Шрифт:
Интервал:
Закладка:
Мещерский съехал на обочину. Выключил мотор. Ночь. Лес по обе стороны шоссе. Дождь.
Он вышел из машины. Тропа уводила в чащу, в непроглядную тьму. Под ногами пружинил болотный мох. Мещерский колебался: если там, за деревьями, — озеро, то здесь, у шоссе, — болото. Машина увязнет. Значит, придется пешком.
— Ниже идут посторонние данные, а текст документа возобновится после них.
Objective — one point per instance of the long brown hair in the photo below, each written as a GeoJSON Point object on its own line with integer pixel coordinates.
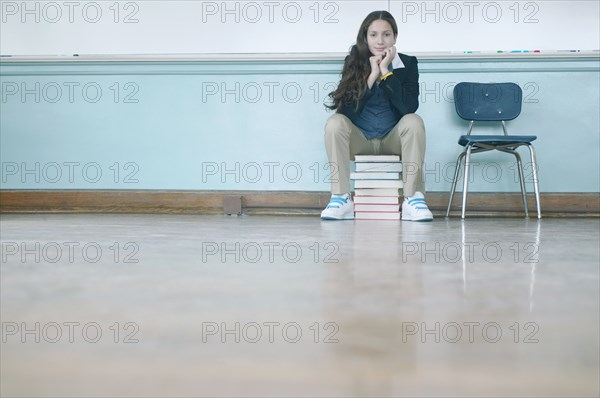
{"type": "Point", "coordinates": [357, 67]}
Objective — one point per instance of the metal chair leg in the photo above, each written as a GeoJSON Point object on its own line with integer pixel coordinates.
{"type": "Point", "coordinates": [522, 182]}
{"type": "Point", "coordinates": [535, 180]}
{"type": "Point", "coordinates": [454, 181]}
{"type": "Point", "coordinates": [466, 181]}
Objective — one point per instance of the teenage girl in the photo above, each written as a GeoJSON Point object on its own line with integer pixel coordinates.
{"type": "Point", "coordinates": [375, 103]}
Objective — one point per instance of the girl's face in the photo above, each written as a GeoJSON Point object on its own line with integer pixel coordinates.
{"type": "Point", "coordinates": [380, 36]}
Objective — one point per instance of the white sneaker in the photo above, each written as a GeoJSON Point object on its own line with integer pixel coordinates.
{"type": "Point", "coordinates": [340, 207]}
{"type": "Point", "coordinates": [414, 208]}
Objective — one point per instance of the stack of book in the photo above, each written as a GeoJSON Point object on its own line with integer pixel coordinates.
{"type": "Point", "coordinates": [377, 187]}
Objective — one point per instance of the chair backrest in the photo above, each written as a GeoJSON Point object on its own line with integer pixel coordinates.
{"type": "Point", "coordinates": [488, 101]}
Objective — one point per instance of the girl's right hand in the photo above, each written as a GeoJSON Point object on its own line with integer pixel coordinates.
{"type": "Point", "coordinates": [375, 60]}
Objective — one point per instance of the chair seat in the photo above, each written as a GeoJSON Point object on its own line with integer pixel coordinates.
{"type": "Point", "coordinates": [496, 140]}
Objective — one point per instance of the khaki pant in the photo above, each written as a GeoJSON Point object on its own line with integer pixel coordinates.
{"type": "Point", "coordinates": [343, 140]}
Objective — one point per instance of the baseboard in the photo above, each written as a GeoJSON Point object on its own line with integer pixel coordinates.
{"type": "Point", "coordinates": [571, 204]}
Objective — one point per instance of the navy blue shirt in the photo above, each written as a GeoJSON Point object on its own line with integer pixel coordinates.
{"type": "Point", "coordinates": [378, 111]}
{"type": "Point", "coordinates": [377, 118]}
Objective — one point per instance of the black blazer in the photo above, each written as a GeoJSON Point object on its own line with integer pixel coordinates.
{"type": "Point", "coordinates": [401, 89]}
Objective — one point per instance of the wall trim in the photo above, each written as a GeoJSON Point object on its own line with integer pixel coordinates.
{"type": "Point", "coordinates": [579, 204]}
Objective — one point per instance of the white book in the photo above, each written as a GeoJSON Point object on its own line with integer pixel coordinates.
{"type": "Point", "coordinates": [380, 200]}
{"type": "Point", "coordinates": [377, 158]}
{"type": "Point", "coordinates": [376, 166]}
{"type": "Point", "coordinates": [366, 175]}
{"type": "Point", "coordinates": [376, 207]}
{"type": "Point", "coordinates": [373, 215]}
{"type": "Point", "coordinates": [378, 192]}
{"type": "Point", "coordinates": [378, 184]}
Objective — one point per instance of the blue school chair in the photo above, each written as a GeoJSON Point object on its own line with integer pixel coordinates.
{"type": "Point", "coordinates": [491, 102]}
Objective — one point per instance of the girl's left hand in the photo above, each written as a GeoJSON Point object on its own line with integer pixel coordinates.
{"type": "Point", "coordinates": [389, 55]}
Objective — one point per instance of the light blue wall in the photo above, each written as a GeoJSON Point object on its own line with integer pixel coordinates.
{"type": "Point", "coordinates": [258, 125]}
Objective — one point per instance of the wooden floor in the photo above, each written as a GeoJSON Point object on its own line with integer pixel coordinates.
{"type": "Point", "coordinates": [212, 305]}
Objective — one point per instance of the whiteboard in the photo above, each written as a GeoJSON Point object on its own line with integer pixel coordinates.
{"type": "Point", "coordinates": [302, 26]}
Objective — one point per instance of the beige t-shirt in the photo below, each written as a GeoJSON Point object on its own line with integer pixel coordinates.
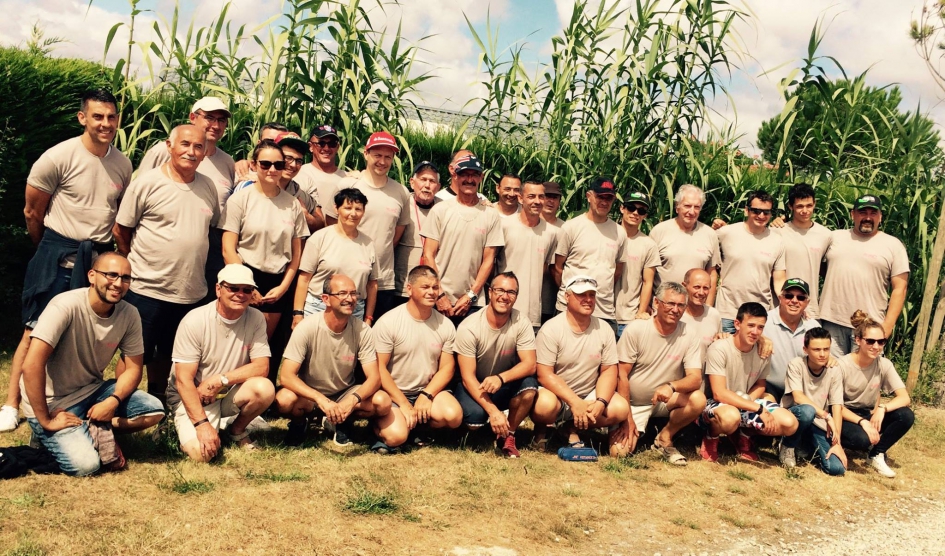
{"type": "Point", "coordinates": [220, 168]}
{"type": "Point", "coordinates": [320, 185]}
{"type": "Point", "coordinates": [495, 351]}
{"type": "Point", "coordinates": [741, 370]}
{"type": "Point", "coordinates": [408, 252]}
{"type": "Point", "coordinates": [859, 275]}
{"type": "Point", "coordinates": [463, 233]}
{"type": "Point", "coordinates": [803, 252]}
{"type": "Point", "coordinates": [387, 208]}
{"type": "Point", "coordinates": [576, 358]}
{"type": "Point", "coordinates": [594, 250]}
{"type": "Point", "coordinates": [415, 346]}
{"type": "Point", "coordinates": [681, 251]}
{"type": "Point", "coordinates": [328, 359]}
{"type": "Point", "coordinates": [641, 253]}
{"type": "Point", "coordinates": [657, 359]}
{"type": "Point", "coordinates": [747, 263]}
{"type": "Point", "coordinates": [265, 226]}
{"type": "Point", "coordinates": [329, 252]}
{"type": "Point", "coordinates": [527, 253]}
{"type": "Point", "coordinates": [83, 346]}
{"type": "Point", "coordinates": [84, 189]}
{"type": "Point", "coordinates": [824, 390]}
{"type": "Point", "coordinates": [217, 346]}
{"type": "Point", "coordinates": [862, 386]}
{"type": "Point", "coordinates": [169, 246]}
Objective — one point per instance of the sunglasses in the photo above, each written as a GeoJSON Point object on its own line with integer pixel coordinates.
{"type": "Point", "coordinates": [267, 164]}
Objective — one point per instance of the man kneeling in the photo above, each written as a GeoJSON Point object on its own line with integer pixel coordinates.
{"type": "Point", "coordinates": [318, 369]}
{"type": "Point", "coordinates": [221, 360]}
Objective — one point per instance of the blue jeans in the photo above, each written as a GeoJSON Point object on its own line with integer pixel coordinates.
{"type": "Point", "coordinates": [72, 447]}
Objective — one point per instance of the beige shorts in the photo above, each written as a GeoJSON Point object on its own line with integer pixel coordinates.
{"type": "Point", "coordinates": [216, 411]}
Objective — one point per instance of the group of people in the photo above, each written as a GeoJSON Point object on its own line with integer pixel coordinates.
{"type": "Point", "coordinates": [338, 296]}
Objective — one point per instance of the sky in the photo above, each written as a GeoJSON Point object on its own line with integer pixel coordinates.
{"type": "Point", "coordinates": [861, 34]}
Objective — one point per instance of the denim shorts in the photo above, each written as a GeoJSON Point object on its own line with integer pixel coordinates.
{"type": "Point", "coordinates": [72, 447]}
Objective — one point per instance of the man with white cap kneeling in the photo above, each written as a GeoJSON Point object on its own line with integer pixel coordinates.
{"type": "Point", "coordinates": [221, 360]}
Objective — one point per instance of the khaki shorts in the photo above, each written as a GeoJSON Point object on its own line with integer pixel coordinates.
{"type": "Point", "coordinates": [216, 411]}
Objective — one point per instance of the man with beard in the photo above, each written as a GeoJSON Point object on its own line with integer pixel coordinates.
{"type": "Point", "coordinates": [63, 386]}
{"type": "Point", "coordinates": [866, 269]}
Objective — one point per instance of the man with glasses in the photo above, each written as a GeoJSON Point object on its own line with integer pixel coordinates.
{"type": "Point", "coordinates": [635, 288]}
{"type": "Point", "coordinates": [660, 372]}
{"type": "Point", "coordinates": [866, 269]}
{"type": "Point", "coordinates": [162, 227]}
{"type": "Point", "coordinates": [594, 245]}
{"type": "Point", "coordinates": [752, 257]}
{"type": "Point", "coordinates": [495, 350]}
{"type": "Point", "coordinates": [529, 251]}
{"type": "Point", "coordinates": [63, 386]}
{"type": "Point", "coordinates": [221, 360]}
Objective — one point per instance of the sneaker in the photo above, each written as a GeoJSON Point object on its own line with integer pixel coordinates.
{"type": "Point", "coordinates": [9, 418]}
{"type": "Point", "coordinates": [710, 448]}
{"type": "Point", "coordinates": [509, 449]}
{"type": "Point", "coordinates": [878, 462]}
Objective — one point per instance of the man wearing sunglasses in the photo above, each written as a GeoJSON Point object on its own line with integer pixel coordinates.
{"type": "Point", "coordinates": [752, 256]}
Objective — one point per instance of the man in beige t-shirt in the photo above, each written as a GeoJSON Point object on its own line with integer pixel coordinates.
{"type": "Point", "coordinates": [318, 373]}
{"type": "Point", "coordinates": [577, 369]}
{"type": "Point", "coordinates": [866, 269]}
{"type": "Point", "coordinates": [660, 371]}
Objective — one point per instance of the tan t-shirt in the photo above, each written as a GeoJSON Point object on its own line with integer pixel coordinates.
{"type": "Point", "coordinates": [328, 251]}
{"type": "Point", "coordinates": [859, 275]}
{"type": "Point", "coordinates": [495, 351]}
{"type": "Point", "coordinates": [220, 168]}
{"type": "Point", "coordinates": [463, 233]}
{"type": "Point", "coordinates": [640, 253]}
{"type": "Point", "coordinates": [861, 387]}
{"type": "Point", "coordinates": [84, 189]}
{"type": "Point", "coordinates": [594, 250]}
{"type": "Point", "coordinates": [414, 346]}
{"type": "Point", "coordinates": [747, 263]}
{"type": "Point", "coordinates": [576, 358]}
{"type": "Point", "coordinates": [169, 246]}
{"type": "Point", "coordinates": [387, 208]}
{"type": "Point", "coordinates": [527, 253]}
{"type": "Point", "coordinates": [681, 251]}
{"type": "Point", "coordinates": [657, 359]}
{"type": "Point", "coordinates": [217, 346]}
{"type": "Point", "coordinates": [824, 390]}
{"type": "Point", "coordinates": [328, 359]}
{"type": "Point", "coordinates": [83, 346]}
{"type": "Point", "coordinates": [741, 370]}
{"type": "Point", "coordinates": [803, 252]}
{"type": "Point", "coordinates": [265, 226]}
{"type": "Point", "coordinates": [408, 252]}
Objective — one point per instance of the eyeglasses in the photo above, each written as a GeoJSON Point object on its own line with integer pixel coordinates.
{"type": "Point", "coordinates": [267, 164]}
{"type": "Point", "coordinates": [112, 276]}
{"type": "Point", "coordinates": [238, 289]}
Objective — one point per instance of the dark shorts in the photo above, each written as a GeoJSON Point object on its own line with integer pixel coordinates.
{"type": "Point", "coordinates": [475, 415]}
{"type": "Point", "coordinates": [159, 322]}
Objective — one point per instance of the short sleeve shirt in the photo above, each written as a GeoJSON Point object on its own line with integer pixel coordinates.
{"type": "Point", "coordinates": [576, 357]}
{"type": "Point", "coordinates": [859, 275]}
{"type": "Point", "coordinates": [84, 189]}
{"type": "Point", "coordinates": [414, 346]}
{"type": "Point", "coordinates": [217, 346]}
{"type": "Point", "coordinates": [83, 346]}
{"type": "Point", "coordinates": [169, 247]}
{"type": "Point", "coordinates": [495, 351]}
{"type": "Point", "coordinates": [328, 359]}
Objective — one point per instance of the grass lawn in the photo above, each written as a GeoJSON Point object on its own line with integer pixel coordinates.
{"type": "Point", "coordinates": [453, 495]}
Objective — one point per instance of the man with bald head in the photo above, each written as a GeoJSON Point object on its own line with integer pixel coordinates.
{"type": "Point", "coordinates": [163, 227]}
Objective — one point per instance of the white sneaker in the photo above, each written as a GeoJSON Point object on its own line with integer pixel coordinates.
{"type": "Point", "coordinates": [879, 464]}
{"type": "Point", "coordinates": [9, 418]}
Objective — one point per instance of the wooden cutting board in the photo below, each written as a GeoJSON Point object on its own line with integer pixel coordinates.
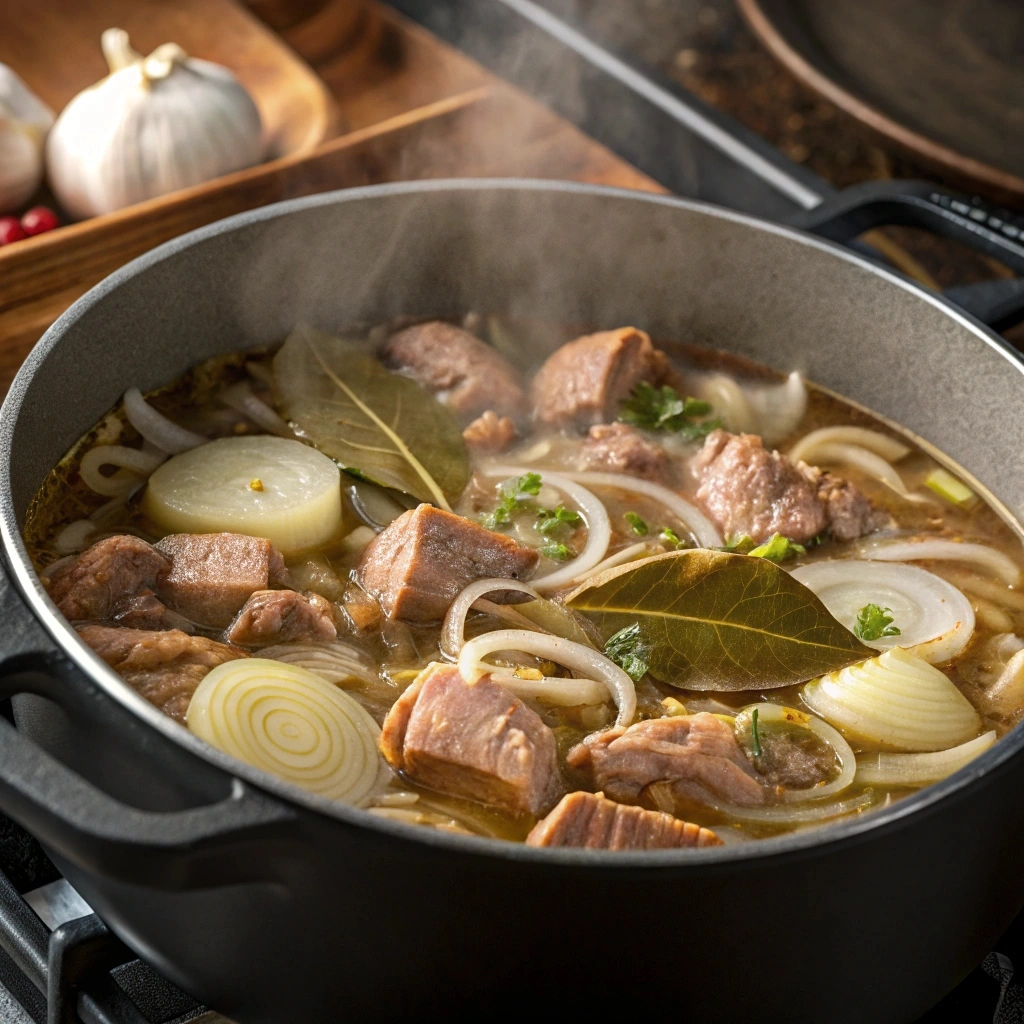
{"type": "Point", "coordinates": [54, 46]}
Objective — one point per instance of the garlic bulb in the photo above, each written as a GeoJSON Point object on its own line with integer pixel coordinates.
{"type": "Point", "coordinates": [154, 125]}
{"type": "Point", "coordinates": [25, 120]}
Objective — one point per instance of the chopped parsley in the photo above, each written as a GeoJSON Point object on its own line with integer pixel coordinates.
{"type": "Point", "coordinates": [639, 526]}
{"type": "Point", "coordinates": [873, 623]}
{"type": "Point", "coordinates": [559, 552]}
{"type": "Point", "coordinates": [663, 409]}
{"type": "Point", "coordinates": [629, 651]}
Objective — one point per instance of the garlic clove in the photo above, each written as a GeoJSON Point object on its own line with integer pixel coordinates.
{"type": "Point", "coordinates": [156, 124]}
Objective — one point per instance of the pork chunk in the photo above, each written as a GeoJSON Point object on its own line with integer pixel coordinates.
{"type": "Point", "coordinates": [478, 741]}
{"type": "Point", "coordinates": [584, 381]}
{"type": "Point", "coordinates": [101, 582]}
{"type": "Point", "coordinates": [697, 755]}
{"type": "Point", "coordinates": [467, 375]}
{"type": "Point", "coordinates": [491, 432]}
{"type": "Point", "coordinates": [213, 574]}
{"type": "Point", "coordinates": [283, 616]}
{"type": "Point", "coordinates": [617, 448]}
{"type": "Point", "coordinates": [591, 821]}
{"type": "Point", "coordinates": [165, 667]}
{"type": "Point", "coordinates": [421, 561]}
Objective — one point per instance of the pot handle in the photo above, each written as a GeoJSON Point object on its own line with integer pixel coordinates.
{"type": "Point", "coordinates": [848, 214]}
{"type": "Point", "coordinates": [239, 838]}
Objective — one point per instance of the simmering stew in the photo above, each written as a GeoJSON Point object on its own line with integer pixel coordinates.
{"type": "Point", "coordinates": [631, 595]}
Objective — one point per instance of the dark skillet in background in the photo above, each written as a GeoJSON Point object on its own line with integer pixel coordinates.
{"type": "Point", "coordinates": [275, 906]}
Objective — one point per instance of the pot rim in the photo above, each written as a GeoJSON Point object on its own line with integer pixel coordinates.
{"type": "Point", "coordinates": [804, 843]}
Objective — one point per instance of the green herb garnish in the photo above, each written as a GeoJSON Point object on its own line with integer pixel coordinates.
{"type": "Point", "coordinates": [777, 549]}
{"type": "Point", "coordinates": [639, 526]}
{"type": "Point", "coordinates": [559, 552]}
{"type": "Point", "coordinates": [663, 409]}
{"type": "Point", "coordinates": [873, 623]}
{"type": "Point", "coordinates": [548, 520]}
{"type": "Point", "coordinates": [629, 651]}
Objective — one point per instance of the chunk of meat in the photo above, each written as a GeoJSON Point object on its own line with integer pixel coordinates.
{"type": "Point", "coordinates": [282, 616]}
{"type": "Point", "coordinates": [467, 375]}
{"type": "Point", "coordinates": [491, 432]}
{"type": "Point", "coordinates": [591, 821]}
{"type": "Point", "coordinates": [421, 561]}
{"type": "Point", "coordinates": [749, 489]}
{"type": "Point", "coordinates": [165, 666]}
{"type": "Point", "coordinates": [100, 583]}
{"type": "Point", "coordinates": [585, 380]}
{"type": "Point", "coordinates": [478, 741]}
{"type": "Point", "coordinates": [697, 755]}
{"type": "Point", "coordinates": [617, 448]}
{"type": "Point", "coordinates": [213, 574]}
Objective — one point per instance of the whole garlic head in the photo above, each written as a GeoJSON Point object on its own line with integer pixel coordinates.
{"type": "Point", "coordinates": [154, 125]}
{"type": "Point", "coordinates": [25, 120]}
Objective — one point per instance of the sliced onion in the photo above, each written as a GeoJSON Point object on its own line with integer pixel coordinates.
{"type": "Point", "coordinates": [920, 769]}
{"type": "Point", "coordinates": [576, 656]}
{"type": "Point", "coordinates": [936, 549]}
{"type": "Point", "coordinates": [156, 428]}
{"type": "Point", "coordinates": [933, 616]}
{"type": "Point", "coordinates": [291, 723]}
{"type": "Point", "coordinates": [772, 713]}
{"type": "Point", "coordinates": [702, 530]}
{"type": "Point", "coordinates": [595, 515]}
{"type": "Point", "coordinates": [896, 700]}
{"type": "Point", "coordinates": [241, 398]}
{"type": "Point", "coordinates": [454, 629]}
{"type": "Point", "coordinates": [882, 444]}
{"type": "Point", "coordinates": [133, 465]}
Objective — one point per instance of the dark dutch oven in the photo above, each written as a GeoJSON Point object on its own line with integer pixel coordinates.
{"type": "Point", "coordinates": [275, 906]}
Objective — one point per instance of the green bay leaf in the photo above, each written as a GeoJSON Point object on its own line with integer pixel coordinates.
{"type": "Point", "coordinates": [713, 621]}
{"type": "Point", "coordinates": [376, 424]}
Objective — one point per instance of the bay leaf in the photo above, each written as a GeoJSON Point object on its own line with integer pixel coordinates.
{"type": "Point", "coordinates": [714, 621]}
{"type": "Point", "coordinates": [375, 424]}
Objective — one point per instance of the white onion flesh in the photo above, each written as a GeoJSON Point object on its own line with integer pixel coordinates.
{"type": "Point", "coordinates": [933, 616]}
{"type": "Point", "coordinates": [291, 723]}
{"type": "Point", "coordinates": [920, 769]}
{"type": "Point", "coordinates": [701, 529]}
{"type": "Point", "coordinates": [594, 514]}
{"type": "Point", "coordinates": [156, 427]}
{"type": "Point", "coordinates": [775, 714]}
{"type": "Point", "coordinates": [887, 448]}
{"type": "Point", "coordinates": [585, 660]}
{"type": "Point", "coordinates": [895, 700]}
{"type": "Point", "coordinates": [133, 466]}
{"type": "Point", "coordinates": [936, 549]}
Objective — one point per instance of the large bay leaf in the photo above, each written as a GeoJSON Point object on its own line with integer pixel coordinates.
{"type": "Point", "coordinates": [714, 621]}
{"type": "Point", "coordinates": [376, 424]}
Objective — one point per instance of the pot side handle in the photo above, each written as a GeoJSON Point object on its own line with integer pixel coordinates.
{"type": "Point", "coordinates": [998, 233]}
{"type": "Point", "coordinates": [240, 838]}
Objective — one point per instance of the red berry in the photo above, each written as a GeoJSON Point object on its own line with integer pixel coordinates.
{"type": "Point", "coordinates": [39, 219]}
{"type": "Point", "coordinates": [10, 230]}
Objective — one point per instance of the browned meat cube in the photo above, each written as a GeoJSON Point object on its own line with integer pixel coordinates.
{"type": "Point", "coordinates": [585, 381]}
{"type": "Point", "coordinates": [282, 616]}
{"type": "Point", "coordinates": [478, 741]}
{"type": "Point", "coordinates": [165, 667]}
{"type": "Point", "coordinates": [696, 754]}
{"type": "Point", "coordinates": [101, 581]}
{"type": "Point", "coordinates": [213, 574]}
{"type": "Point", "coordinates": [749, 489]}
{"type": "Point", "coordinates": [591, 821]}
{"type": "Point", "coordinates": [489, 432]}
{"type": "Point", "coordinates": [467, 375]}
{"type": "Point", "coordinates": [421, 561]}
{"type": "Point", "coordinates": [617, 448]}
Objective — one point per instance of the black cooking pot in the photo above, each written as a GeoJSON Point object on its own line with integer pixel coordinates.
{"type": "Point", "coordinates": [276, 906]}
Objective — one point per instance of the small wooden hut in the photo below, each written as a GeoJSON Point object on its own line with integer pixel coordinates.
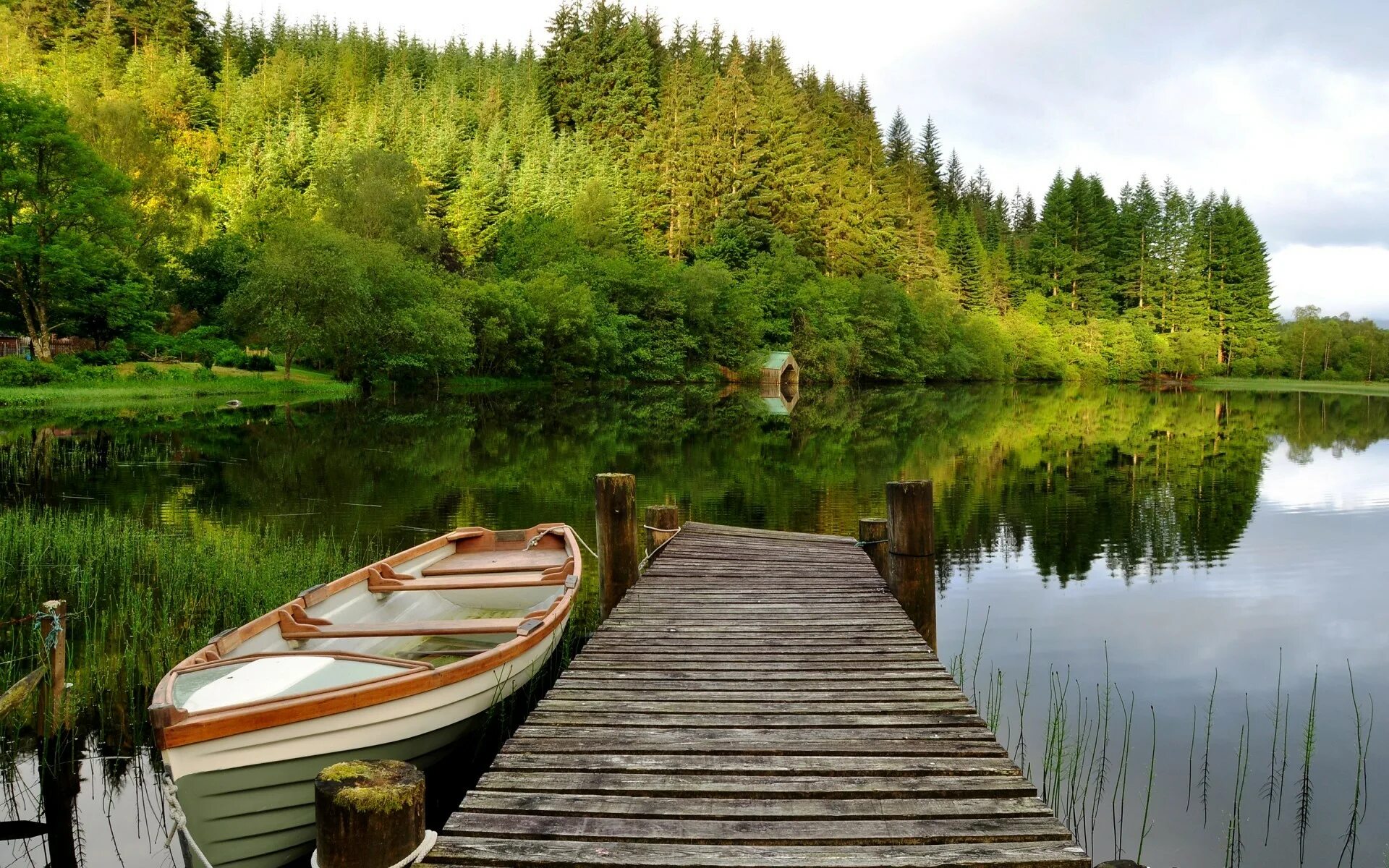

«Вот, значит, где он меня встретит», — подумал он. Дождь чуть поутих. Теперь с неба сеяла какая-то частая морось. И через десяток шагов Мещерский почувствовал, что одежда его начала промокать. Холодные струйки текли за воротник. Он медленно шел через лес. Ему казалось, что он ступал тихо, почти бесшумно. А под ногами — проторенная тропа или колея. Он даже ни разу не наткнулся ни на сухую ветку, ни на кучу валежника. Видимо, этой дорогой часто ходили, уж больно гладкая и ровная, хоть и раскисшая от дождя. Главный вопрос: «Если мы встретимся, что я буду делать?» — даже не стоял. Мещерский даже не задумывался о том, что именно он будет делать. Он хотел видеть его. Он должен был его сначала просто увидеть. Узнать. А там... Там...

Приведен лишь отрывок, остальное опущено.